Building on this blog post, more on globalization, graphic agitation, and public relations.
From “Against All Odds,” by Adam Hochschild, Mother Jones, January/February 2004
“The superbly organized anti-slavery committee also pioneered several techniques used ever since. For example, they periodically printed copies of ‘a Letter to our Friends in the Country, to inform them of the state of the Business’ — the ancestor of many a newsletter, print or electronic, published by activist groups today. They also agreed on a piece of text delivered to every donor in greater London appealing for another contribution, at least as big as the last. This may have been history’s first direct-mail fundraising letter.
When the famous one-legged pottery entrepreneur Josiah Wedgwood joined the committee, he had one of his craftsmen make a bas-relief of a kneeling slave, in chains, encircled by the legend ‘Am I Not a Man and a Brother?’ American anti-slavery sympathizer Benjamin Franklin, impressed, declared that the image had an impact ‘equal to that of the best written Pamphlet.’ Clarkson gave out 500 of these medallions on his organizing trips. ‘Of the ladies, several wore them in bracelets, and others had them fitted up in an ornamental manner as pins for their hair.’ The equivalent of the lapel buttons we wear for an electoral campaign, this was probably the first widespread use of a logo designed for a political cause. It was the 18th century’s ‘new media.’
Within a few years, another tactic arose from the grassroots. Throughout the length and breadth of the British Isles, people stopped eating the major product harvested by British slaves: sugar. Clarkson was delighted to find a ‘remedy, which the people were... taking into their own hands.... Rich and poor, churchmen and dissenters.... By the best computation I was able to make from notes taken down in my journey, no fewer than three hundred thousand persons had abandoned the use of sugar.’ Almost like ‘fair trade’ food labeling today, advertisements quickly filled the press: ‘BENJAMIN TRAVERS, Sugar-Refiner, acquaints the Publick that he has now an assortment of Loaves, Lumps, Powder Sugar, and Syrup, ready for sale... produced by the labour of FREEMEN.’ Then, as now, the full workings of a globalized economy were largely invisible. The boycott caught people’s imagination because it brought these hidden ties to light. The poet Robert Southey spoke of tea as ‘the blood-sweetened beverage."

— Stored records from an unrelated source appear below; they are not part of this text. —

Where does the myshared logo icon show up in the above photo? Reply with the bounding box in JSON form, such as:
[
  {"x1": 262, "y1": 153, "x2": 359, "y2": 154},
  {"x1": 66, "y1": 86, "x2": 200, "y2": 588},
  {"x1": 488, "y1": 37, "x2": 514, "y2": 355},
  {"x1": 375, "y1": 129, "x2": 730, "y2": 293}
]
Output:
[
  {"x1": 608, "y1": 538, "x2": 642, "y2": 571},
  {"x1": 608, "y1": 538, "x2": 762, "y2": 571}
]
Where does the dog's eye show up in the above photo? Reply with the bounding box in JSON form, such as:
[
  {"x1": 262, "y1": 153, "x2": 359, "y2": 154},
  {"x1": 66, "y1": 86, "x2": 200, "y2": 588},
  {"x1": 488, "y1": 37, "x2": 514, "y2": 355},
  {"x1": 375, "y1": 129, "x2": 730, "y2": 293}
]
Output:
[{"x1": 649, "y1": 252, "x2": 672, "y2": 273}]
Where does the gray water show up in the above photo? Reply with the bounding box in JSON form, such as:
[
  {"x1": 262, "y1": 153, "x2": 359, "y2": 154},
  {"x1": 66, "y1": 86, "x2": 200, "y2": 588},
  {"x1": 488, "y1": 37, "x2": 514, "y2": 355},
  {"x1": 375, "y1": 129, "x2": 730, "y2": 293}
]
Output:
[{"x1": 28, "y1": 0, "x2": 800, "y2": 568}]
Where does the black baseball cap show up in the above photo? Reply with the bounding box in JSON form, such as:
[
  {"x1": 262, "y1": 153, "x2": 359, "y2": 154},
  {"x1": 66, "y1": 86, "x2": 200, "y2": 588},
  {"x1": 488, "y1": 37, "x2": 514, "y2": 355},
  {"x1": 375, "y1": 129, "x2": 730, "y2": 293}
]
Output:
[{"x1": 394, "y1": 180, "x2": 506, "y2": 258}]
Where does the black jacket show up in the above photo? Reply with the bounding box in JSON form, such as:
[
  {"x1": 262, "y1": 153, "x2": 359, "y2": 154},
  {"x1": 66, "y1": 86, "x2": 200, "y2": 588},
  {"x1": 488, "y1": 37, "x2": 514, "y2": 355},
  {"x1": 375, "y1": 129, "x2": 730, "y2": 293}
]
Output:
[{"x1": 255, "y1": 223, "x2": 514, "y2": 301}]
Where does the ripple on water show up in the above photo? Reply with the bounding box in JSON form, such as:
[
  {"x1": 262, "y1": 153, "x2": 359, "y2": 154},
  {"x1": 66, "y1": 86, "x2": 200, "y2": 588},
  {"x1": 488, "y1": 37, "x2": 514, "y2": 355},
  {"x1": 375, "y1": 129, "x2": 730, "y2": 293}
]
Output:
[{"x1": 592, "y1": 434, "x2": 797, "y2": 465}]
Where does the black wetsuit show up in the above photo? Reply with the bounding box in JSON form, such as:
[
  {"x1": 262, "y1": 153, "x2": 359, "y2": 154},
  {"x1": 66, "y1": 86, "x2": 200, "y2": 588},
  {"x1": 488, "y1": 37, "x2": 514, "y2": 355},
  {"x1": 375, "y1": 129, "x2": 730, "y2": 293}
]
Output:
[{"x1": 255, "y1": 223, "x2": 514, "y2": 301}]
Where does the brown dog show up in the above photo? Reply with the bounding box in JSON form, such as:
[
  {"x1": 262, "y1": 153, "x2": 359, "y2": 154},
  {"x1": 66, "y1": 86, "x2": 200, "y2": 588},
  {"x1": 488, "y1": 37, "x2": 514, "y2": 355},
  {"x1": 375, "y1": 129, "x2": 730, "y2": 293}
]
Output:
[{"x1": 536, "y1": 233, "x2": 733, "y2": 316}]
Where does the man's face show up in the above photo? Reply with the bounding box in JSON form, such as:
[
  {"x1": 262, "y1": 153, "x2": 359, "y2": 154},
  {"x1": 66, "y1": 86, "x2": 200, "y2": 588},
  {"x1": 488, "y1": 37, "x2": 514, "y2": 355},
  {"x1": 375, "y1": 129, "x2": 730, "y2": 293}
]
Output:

Slavery advocates were horrified. One rushed out a counterpamphlet claiming that ‘sugar is not a luxury; but... a necessary of life; and great injury have many persons done to their constitutions by totally abstaining from it.’
The abolitionists pioneered another key organizing tool as well, and you have seen it. Rare is the TV program or illustrated book about slavery that does not show a detailed, diagramlike top-down view of rows of slaves’ bodies packed like sardines into a ship. The ship is a specific one, the Brookes, of Liverpool, and Clarkson and his colleagues swiftly printed 8,700 copies of the diagram, and it was soon hung on the walls of homes and pubs throughout the country. Part of its brilliance was that it was unanswerable: What could the slave interests do, make a painting of happy slaves on shipboard? Precise, understated, and eloquent in its starkness, it was the first widely reproduced political poster....
Meanwhile, something else feeding the country’s growing antislavery fervor was Olaudah Equiano’s autobiography, a vivid account of his life in slavery and freedom. At seven shillings a copy, it became a best-seller. For an extraordinary five years, he promoted his book throughout the kingdom, winning a particularly friendly reception in Ireland, whose people felt that they, too, knew something about oppression by the British. Equiano’s was the first great political book tour....
The slave interests’ tactics bore a fascinating resemblance to the way industries under assault try to defend themselves today. When, for instance, there were moves in Parliament to try to regulate the treatment of slaves, the planters hastily drew up a lofty-sounding code of conduct of their own and insisted no government interference was necessary. They considered other P.R. techniques as well. ‘The vulgar are influenced by names and titles,’ suggested one pro-slavery writer in 1789. ‘Instead of SLAVES, let the Negroes be called ASSISTANT-PLANTERS; and we shall not then hear such violent outcries against the slave-trade.’”
If, as the author suggests, so many of these grassroots tactics were pioneered here, what was it that made the tactics suddenly possible? Might it have something to do with the increasing availability of cheap paper and printing? A sea change in popular mood and political will fueled by access to decentralized publishing, and direct action in the fields?